21st February 1949 - 21st March 1949: Bombay Progressives Artists Group: Exhibition of Paintings & Sculptures by K.H. Ara, S.N. Bakre, M.F.Husain, F.N. Souza, H.A. Gade & S.H. Raza at Baroda State Picture Gallery, (Baroda, India). The competitive exhibition for the 1950 French Scholarship which S.H. Raza was awarded was held at the Calcutta Government Art School, in which the artworks by H.A. Gade, Ramkumar, Amina Ahmed, S.N. Butt, A. Paidaraju, K.S. Kulkarni, Vidya Bhusan, among others were included.

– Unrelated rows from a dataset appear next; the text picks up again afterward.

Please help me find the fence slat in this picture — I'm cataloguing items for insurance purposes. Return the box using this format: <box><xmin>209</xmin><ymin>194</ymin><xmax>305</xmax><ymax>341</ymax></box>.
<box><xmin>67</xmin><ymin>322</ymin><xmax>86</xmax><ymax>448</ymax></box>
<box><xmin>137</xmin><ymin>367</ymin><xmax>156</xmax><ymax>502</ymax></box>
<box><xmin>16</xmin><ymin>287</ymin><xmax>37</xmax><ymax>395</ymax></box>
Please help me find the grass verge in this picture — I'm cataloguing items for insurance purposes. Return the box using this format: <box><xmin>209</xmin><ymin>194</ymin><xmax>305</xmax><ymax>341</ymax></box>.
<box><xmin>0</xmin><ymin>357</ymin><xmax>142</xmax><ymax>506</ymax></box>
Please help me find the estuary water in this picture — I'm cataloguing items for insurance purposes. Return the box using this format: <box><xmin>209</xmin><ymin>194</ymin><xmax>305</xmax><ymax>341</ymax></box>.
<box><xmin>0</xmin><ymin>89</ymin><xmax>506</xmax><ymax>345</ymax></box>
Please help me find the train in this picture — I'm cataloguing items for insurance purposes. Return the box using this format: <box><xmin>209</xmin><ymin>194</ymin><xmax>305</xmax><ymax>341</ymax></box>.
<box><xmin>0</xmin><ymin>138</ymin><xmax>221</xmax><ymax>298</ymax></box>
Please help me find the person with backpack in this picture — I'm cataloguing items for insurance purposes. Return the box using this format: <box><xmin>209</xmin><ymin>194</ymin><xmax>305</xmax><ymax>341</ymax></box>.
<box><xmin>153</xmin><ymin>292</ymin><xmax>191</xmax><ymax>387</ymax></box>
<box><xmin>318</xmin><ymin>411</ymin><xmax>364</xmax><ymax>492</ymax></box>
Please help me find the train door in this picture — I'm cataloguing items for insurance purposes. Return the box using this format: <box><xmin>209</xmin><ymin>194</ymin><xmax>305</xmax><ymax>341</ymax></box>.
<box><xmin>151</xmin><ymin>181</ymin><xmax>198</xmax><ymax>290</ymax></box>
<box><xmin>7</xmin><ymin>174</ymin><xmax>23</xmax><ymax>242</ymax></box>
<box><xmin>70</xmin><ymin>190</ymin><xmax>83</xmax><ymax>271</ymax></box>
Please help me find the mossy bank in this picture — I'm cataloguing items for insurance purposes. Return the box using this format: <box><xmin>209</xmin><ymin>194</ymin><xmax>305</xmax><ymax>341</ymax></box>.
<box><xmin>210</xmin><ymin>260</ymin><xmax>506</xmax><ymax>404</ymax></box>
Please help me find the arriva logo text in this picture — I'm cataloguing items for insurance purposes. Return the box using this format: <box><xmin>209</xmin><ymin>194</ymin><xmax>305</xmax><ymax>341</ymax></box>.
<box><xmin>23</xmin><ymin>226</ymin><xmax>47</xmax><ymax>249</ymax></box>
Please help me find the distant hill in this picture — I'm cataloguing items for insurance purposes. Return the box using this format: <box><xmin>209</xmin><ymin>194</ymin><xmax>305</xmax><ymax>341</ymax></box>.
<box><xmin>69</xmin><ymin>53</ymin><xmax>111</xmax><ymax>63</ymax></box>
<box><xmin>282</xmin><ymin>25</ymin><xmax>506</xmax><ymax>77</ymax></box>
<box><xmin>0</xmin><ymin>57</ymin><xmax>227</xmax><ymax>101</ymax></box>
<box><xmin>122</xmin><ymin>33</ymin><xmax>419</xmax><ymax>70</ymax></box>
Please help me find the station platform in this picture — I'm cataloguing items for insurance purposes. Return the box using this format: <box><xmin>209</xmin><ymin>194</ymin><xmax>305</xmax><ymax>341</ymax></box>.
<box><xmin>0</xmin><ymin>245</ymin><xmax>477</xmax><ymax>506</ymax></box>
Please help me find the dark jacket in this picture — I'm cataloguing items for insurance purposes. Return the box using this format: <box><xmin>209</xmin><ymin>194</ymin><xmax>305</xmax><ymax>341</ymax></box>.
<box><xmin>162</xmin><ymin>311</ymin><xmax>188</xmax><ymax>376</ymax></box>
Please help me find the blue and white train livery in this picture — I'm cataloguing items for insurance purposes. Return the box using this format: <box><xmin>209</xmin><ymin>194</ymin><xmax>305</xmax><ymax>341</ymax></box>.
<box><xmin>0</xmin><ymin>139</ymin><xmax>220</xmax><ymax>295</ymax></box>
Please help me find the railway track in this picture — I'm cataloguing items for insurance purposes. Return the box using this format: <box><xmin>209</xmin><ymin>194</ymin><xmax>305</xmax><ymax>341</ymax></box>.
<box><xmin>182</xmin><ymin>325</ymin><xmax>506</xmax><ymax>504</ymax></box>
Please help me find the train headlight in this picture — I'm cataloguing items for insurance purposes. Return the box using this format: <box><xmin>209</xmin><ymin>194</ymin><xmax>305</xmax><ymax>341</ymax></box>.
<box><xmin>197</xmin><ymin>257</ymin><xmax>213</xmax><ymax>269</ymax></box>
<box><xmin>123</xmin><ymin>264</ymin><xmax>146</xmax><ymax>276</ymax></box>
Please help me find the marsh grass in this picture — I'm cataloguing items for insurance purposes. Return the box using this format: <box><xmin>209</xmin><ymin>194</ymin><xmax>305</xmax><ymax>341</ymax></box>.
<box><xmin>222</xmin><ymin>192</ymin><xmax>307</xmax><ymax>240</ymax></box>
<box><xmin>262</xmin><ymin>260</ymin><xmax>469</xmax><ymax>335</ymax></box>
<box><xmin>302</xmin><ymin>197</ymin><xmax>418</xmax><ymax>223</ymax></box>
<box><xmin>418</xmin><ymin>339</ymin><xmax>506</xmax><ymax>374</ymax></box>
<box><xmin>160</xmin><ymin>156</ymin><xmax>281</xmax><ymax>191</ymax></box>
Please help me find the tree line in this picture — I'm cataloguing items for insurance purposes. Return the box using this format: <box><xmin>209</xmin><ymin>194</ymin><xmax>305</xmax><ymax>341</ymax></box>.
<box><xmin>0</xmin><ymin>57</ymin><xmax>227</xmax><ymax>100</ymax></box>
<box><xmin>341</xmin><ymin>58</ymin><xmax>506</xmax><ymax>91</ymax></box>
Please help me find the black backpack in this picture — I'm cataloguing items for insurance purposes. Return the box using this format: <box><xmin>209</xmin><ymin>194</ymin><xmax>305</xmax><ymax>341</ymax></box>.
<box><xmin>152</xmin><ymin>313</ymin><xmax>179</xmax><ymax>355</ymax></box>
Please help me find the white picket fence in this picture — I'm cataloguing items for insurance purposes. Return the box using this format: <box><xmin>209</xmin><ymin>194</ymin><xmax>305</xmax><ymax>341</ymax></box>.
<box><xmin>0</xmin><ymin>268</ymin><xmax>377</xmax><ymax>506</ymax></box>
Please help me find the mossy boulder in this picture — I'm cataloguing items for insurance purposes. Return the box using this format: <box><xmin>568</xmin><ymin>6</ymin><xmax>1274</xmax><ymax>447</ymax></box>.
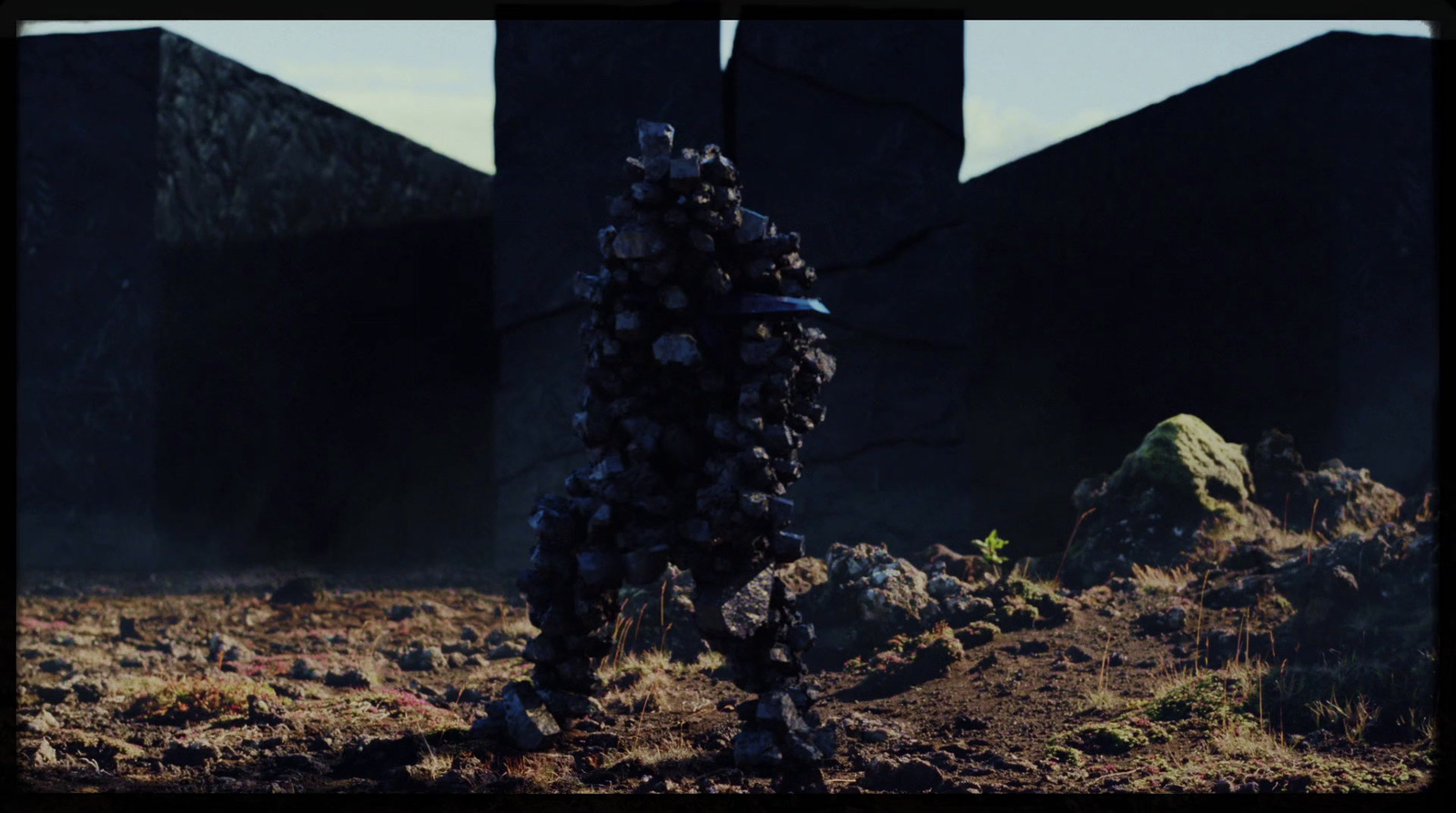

Scholarship from French Government, Ecole Nationale Superieure des Beaux-Arts, Paris, France. 13th to 19th Sept. 1950 Last Exhibition at the Charles Petras Institute of Foreign Languages, Bombay, of approx. 80 paintings (ExC. illustrates only 44), displaying works from the 1943-1950 period, before leaving for France. Exhibition closes on 19th Sept., and Raza leaves on 21st Sept. 1950 for Marseilles, thereafter to Paris by train, reaching on 3rd October 1950. “In his farewell exhibition in Bombay, organized by the Institute of Foreign Languages, were to be seen one or two paintings which anticipated this turn to clarity and order after the emotional upheaval of the expressionist phase. There began to appear now out of his studio, after long and arduous work, a new type of landscape. Stylised houses, towers, spires meticulously assembled in paintings where they lived their own mysterious life. They did not seem to belong to any age of man…Over these works Raza had taken infinite pains. Each shape was carefully related to another, weighed, balanced till it had found its place in the composition which would appear as unshakeable. Colour had undergone the most intricate studies to be able to express the finest overtones of a poetic situation… They were as austere and as sensitive as the landscape backgrounds in the paintings of the Sienese primitives with their garlands of houses, walls and towers strung across the horizon.”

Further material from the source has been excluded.